Testing a Flink Streamlet

Integration with the Lyft Flink Operator has been deprecated since 2.2.0, and will be removed in version 3.x. Flink integration has moved to the Cloudflow-contrib project. Please see the Cloudflow-contrib getting started guide for instructions on how to use Flink Native Kubernetes integration. The documentation that follows describes the deprecated feature. The FlinkStreamlet API has not changed in cloudflow-contrib, though you do need to use a different dependency and add the CloudflowNativeFlinkPlugin, which is described in the Cloudflow contrib documentation for building Flink native streamlets.

A testkit is provided to make it easier to write unit tests for Flink streamlets. The unit tests are meant to facilitate local testing of streamlets. FlinkTestkit offers APIs to write unit tests for Flink streamlets in both Scala and Java.

Basic flow of testkit APIs in Scala

Here’s the basic flow that you need to follow when writing tests using the testkit:

  1. Extend the test class with the FlinkTestkit abstract class. This abstract class provides the basic initialization and cleanups and the core APIs of the testkit

  2. Create a Flink streamlet

  3. Setup inlet taps that tap the inlet ports of the streamlet

  4. Setup outlet taps for outlet ports

  5. Push data into inlet ports

  6. Run the streamlet using the run method that the testkit offers

  7. Write assertions to ensure that the expected results match the actual ones

Details of the workflow in Scala

Let’s consider an example where we would like to write unit tests for testing a FlinkStreamlet that reads data from an inlet, does some processing and writes processed data to an outlet. We will follow the steps that we outlined in the last section. We will use ScalaTest as the testing library.

Setting up a sample FlinkStreamlet

FlinkStreamlet is an abstract class. Let’s set up a concrete instance that we would like to test.
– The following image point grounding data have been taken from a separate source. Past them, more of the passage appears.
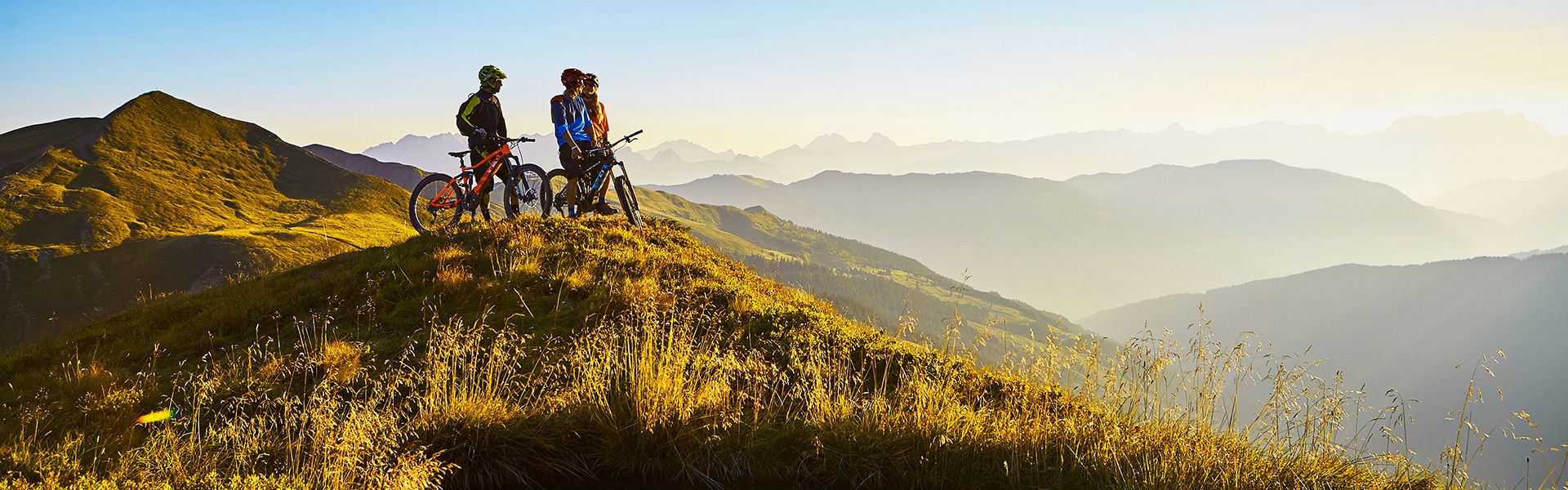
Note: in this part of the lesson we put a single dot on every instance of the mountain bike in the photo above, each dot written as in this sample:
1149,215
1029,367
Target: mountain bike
591,180
439,200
For more details on how to implement a Flink streamlet, please refer to [_building_a_flink_streamlet]. We will now write unit tests for the following FlinkStreamlet class.

import org.apache.flink.streaming.api.scala._
import cloudflow.streamlets.StreamletShape
import cloudflow.streamlets.avro._
import cloudflow.flink._

class FlinkProcessor extends FlinkStreamlet {

  // Step 1: Define inlets and outlets. Note for the outlet you need to specify
  //         the partitioner function explicitly
  val in  = AvroInlet[Data]("in")
  val out = AvroOutlet[Data]("out", _.id.toString)
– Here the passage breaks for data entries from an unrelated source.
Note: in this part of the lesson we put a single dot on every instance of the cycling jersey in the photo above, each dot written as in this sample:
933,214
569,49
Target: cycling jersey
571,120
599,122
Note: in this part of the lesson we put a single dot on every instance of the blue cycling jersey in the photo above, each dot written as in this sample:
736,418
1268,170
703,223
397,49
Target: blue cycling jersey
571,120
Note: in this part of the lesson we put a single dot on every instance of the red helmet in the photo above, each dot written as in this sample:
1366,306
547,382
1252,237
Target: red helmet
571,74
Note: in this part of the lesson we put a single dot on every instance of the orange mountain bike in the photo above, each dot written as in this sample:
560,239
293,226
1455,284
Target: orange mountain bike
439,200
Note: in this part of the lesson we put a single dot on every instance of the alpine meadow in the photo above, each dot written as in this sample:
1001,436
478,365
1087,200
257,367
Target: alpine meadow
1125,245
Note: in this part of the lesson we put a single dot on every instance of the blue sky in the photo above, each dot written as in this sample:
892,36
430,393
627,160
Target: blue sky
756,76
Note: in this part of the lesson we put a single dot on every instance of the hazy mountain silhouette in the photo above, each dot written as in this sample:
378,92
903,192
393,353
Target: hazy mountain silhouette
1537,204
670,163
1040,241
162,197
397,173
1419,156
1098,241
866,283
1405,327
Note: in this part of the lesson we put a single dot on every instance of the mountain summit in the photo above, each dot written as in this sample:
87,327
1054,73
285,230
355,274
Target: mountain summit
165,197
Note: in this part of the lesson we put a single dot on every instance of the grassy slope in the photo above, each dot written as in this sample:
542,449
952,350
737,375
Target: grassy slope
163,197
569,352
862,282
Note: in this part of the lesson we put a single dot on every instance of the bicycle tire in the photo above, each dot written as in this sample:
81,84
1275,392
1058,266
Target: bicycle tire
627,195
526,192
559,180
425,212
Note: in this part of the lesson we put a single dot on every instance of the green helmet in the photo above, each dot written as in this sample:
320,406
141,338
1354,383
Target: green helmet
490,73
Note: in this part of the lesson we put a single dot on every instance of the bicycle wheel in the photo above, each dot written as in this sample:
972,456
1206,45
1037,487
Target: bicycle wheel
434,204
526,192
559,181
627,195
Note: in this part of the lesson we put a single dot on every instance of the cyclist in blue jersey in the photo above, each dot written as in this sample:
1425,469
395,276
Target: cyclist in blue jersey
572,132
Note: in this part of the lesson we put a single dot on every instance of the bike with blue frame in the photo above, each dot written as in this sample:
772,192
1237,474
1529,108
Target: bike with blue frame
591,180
  // Step 2: Define the shape of the streamlet. In this example the streamlet
  //         has 1 inlet and 1 outlet
  val shape = StreamletShape(in, out)

  // Step 3: Provide custom implementation of `FlinkStreamletLogic` that defines
  //         the behavior of the streamlet
  override def createLogic() = new FlinkStreamletLogic {
    override def buildExecutionGraph = {
      val ins: DataStream[Data]  = readStream(in)
      val outs: DataStream[Data] = ins.filter(_.id % 2 == 0)
      writeStream(out, outs)
    }
  }
}

The unit test

Here is a list of imports needed for writing the test suite.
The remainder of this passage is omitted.